So maybe she took it down, but doesn't really matter. Because
we know that they got out because we have the picture. And
unfortunately, not one single person actually attending that
conference that day made it out of the North Tower. So this photographer, the fact that they got this picture out of there is just like such a crazy coincidence.
Here is Mathis with a quote from 102 Minutes' Kevin Flynn, the guy who put that book together about this.
I've never had the name of the photographer. And for someone who took some picture and had them developed,
it may have been just that Bloomberg wanted to protect the name of the photographer. And for someone who took some picture and had them developed, it may have been just that Bloomberg wanted
to protect the privacy of that person.
Maybe they were upset about having been there
and escaped or whatever.
But anyway, I never got that name.
Yeah, survivor's guilt is real, you know, like.
Yeah, yeah.
And you know, that's a very like legitimate reason
why maybe this person is gonna stay hidden forever.
But the photo showed up again in 2011 and 2014 for the first two
times on the actual internet when several YouTube videos were
posted featuring a 911 call that was recorded that morning from
the sort of like third guy that's in this picture. Like I've
only mentioned the first two guys, the man in the background
is called Christopher Hanley can't really see him. He's not
really like in the picture that much. This 911 call, I will put it in the show notes if you want.

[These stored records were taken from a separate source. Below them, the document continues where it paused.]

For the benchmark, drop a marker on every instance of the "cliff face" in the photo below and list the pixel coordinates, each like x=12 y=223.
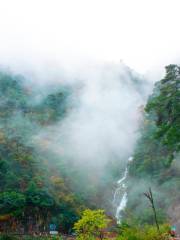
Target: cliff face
x=156 y=157
x=174 y=215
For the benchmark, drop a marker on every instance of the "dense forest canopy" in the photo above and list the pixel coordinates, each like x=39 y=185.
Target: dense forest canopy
x=156 y=160
x=38 y=186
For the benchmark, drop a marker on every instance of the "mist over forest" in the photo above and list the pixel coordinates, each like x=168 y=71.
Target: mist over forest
x=89 y=120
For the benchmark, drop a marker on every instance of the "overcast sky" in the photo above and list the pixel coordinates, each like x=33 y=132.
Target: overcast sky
x=145 y=34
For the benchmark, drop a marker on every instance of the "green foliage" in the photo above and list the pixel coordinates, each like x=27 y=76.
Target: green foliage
x=143 y=233
x=91 y=224
x=156 y=155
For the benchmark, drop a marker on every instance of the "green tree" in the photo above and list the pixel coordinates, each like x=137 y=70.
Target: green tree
x=91 y=224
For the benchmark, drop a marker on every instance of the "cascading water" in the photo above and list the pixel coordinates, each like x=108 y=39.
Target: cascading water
x=120 y=195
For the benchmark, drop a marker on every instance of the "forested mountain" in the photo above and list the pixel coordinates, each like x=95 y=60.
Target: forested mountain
x=40 y=185
x=156 y=161
x=33 y=191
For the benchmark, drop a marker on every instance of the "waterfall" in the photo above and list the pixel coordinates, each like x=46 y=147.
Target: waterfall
x=120 y=195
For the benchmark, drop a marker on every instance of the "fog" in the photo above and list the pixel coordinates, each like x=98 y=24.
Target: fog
x=101 y=124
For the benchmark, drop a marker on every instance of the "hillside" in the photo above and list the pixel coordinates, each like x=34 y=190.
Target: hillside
x=156 y=161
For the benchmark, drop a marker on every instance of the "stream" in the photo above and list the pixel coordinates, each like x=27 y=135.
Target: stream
x=120 y=197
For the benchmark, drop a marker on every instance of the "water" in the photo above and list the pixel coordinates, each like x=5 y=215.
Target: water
x=120 y=195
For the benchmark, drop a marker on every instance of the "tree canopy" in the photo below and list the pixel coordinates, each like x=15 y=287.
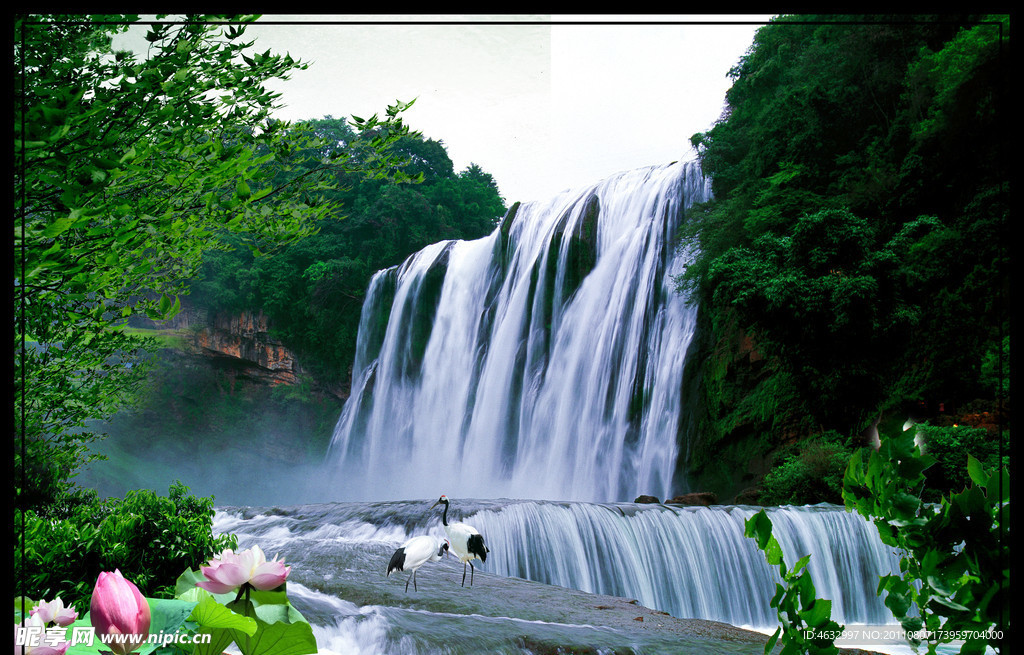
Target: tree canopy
x=858 y=232
x=312 y=290
x=129 y=168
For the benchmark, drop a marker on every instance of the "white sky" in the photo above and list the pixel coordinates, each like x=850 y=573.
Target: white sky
x=542 y=107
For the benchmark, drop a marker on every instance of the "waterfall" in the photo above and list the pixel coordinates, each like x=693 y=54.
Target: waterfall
x=691 y=562
x=542 y=361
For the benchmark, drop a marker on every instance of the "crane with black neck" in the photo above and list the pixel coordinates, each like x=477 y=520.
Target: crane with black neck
x=466 y=541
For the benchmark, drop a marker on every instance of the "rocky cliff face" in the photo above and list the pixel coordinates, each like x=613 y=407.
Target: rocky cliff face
x=240 y=344
x=245 y=338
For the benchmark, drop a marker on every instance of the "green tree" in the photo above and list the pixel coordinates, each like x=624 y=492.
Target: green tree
x=855 y=239
x=127 y=170
x=312 y=290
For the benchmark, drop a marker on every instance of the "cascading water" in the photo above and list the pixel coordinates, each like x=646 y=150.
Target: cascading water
x=543 y=361
x=689 y=562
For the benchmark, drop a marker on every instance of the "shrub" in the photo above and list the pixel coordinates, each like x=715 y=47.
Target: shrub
x=950 y=447
x=812 y=474
x=150 y=538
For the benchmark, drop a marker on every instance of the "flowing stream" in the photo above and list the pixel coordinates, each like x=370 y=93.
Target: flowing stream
x=688 y=562
x=545 y=362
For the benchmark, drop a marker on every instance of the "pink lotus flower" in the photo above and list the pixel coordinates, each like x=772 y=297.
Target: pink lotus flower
x=34 y=641
x=55 y=612
x=230 y=570
x=118 y=608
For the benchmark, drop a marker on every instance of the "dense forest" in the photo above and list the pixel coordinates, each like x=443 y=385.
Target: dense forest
x=312 y=290
x=851 y=271
x=853 y=267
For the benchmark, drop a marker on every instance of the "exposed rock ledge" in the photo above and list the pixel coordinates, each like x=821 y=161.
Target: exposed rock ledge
x=246 y=337
x=605 y=623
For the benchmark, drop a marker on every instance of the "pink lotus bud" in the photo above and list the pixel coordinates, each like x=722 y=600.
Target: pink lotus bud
x=54 y=611
x=230 y=570
x=30 y=639
x=118 y=608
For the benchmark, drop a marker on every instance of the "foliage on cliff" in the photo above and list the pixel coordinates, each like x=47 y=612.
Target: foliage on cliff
x=128 y=168
x=312 y=290
x=858 y=234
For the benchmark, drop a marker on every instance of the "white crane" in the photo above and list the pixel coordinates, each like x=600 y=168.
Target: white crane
x=415 y=553
x=467 y=542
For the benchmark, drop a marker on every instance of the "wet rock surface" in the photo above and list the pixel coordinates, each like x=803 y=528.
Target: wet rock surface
x=537 y=617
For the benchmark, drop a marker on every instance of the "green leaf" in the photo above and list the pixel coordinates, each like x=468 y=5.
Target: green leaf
x=771 y=640
x=818 y=614
x=977 y=472
x=212 y=614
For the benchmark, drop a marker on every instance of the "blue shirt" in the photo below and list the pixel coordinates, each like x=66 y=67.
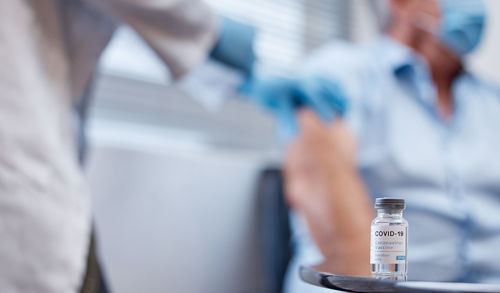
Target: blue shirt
x=447 y=171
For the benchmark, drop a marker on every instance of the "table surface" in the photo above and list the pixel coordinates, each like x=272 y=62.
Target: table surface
x=370 y=285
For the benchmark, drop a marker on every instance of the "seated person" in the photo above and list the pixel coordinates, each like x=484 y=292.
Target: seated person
x=418 y=126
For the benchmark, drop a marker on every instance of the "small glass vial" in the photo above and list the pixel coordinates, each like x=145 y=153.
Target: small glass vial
x=389 y=237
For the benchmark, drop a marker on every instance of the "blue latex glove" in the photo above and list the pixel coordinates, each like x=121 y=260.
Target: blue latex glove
x=235 y=45
x=284 y=96
x=462 y=24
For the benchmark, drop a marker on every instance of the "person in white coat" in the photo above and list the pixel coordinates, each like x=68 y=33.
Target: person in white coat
x=48 y=54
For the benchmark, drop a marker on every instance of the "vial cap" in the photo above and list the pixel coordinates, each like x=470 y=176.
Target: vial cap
x=390 y=203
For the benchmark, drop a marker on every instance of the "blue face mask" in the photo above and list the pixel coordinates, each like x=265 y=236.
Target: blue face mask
x=462 y=23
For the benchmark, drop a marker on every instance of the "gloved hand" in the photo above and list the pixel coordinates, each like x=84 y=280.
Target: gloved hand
x=283 y=96
x=235 y=45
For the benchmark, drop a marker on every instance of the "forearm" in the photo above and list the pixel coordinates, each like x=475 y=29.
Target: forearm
x=338 y=213
x=339 y=222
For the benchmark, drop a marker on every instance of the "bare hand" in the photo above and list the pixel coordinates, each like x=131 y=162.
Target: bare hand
x=323 y=184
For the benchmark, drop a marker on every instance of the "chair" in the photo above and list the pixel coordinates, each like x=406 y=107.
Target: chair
x=274 y=239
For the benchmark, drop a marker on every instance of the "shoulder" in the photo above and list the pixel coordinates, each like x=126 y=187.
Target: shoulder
x=485 y=86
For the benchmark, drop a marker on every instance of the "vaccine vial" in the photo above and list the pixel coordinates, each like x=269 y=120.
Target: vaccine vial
x=389 y=235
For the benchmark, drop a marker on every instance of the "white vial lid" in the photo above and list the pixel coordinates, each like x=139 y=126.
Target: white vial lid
x=390 y=203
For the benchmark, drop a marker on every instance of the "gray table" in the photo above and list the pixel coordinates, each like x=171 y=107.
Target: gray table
x=369 y=285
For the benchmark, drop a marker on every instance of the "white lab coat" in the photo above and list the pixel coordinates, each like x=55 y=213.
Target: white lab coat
x=48 y=52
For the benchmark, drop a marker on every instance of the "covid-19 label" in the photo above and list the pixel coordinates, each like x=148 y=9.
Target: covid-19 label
x=388 y=245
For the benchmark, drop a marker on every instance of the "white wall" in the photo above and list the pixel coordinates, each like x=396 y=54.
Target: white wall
x=173 y=217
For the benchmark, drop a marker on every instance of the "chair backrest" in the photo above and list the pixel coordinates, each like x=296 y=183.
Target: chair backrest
x=274 y=230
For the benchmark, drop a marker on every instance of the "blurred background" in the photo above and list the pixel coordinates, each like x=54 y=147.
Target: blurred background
x=174 y=183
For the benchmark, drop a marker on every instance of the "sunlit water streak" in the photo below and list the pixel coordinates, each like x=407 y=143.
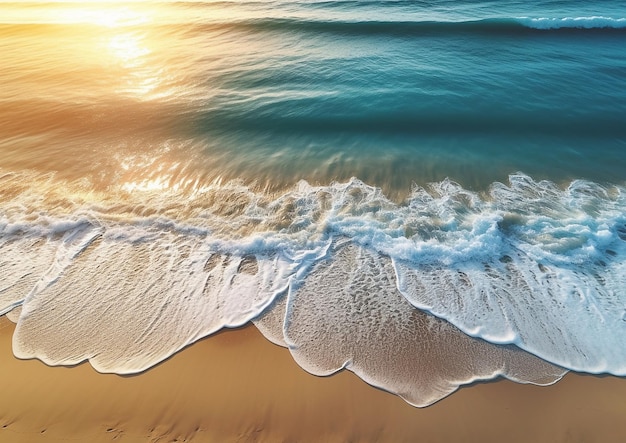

Okay. But I warn you, that's a harrowing listen. You don't want to-
It's less not safe for work and more not safe for life. It's like a-
It'll stick with you.
It's a day ruiner. You know what I mean?
I've heard a few of these 911 only and they're just all fucking awful. I, I, I in fact encourage you,
even if you're going to just go to the nine one one archive subreddit to gird
your loins,
because the very first thing that I saw was like one of the most disturbing
pieces of footage of anything that I've ever seen. So just, just so you know,
like fair warning on that. Uh, and uh, again, the photo appeared,
uh, do you guys know our last images on Reddit?
Basically it's photographs and video footage of people
that's like the last known footage
and then they tell the story of how the person died.
And usually it's like them smiling and it's like,
they were mauled by a bear or some shit like that.
Good.
Right, so this one's like, look how simple this picture
of these people at this business conference
is.
They all died in 9-11.
That's kind of the vibe.
And after that, in like around 2017, once that last images post kind of went viral,
this was one of the times when the actual photo itself from the conference became like
more known among 9-11 researchers.
But then out of nowhere, a few years later, an interesting
lead happens when William Kelly, one of the guys from the picture, his sister, Colleen
Kelly, who founded the September 11th Family Fund, Peaceful Tomorrows, testifies in front
of a Senate Judiciary Committee about closing Guantanamo Bay and getting a resolution to
the 9-11 military commission. She does this in December of 2021 to Biden's administration.
She says this, which Jesse will read for us now.
It's a pretty, uh, pretty affecting quote.
Bill didn't work at the world trade center.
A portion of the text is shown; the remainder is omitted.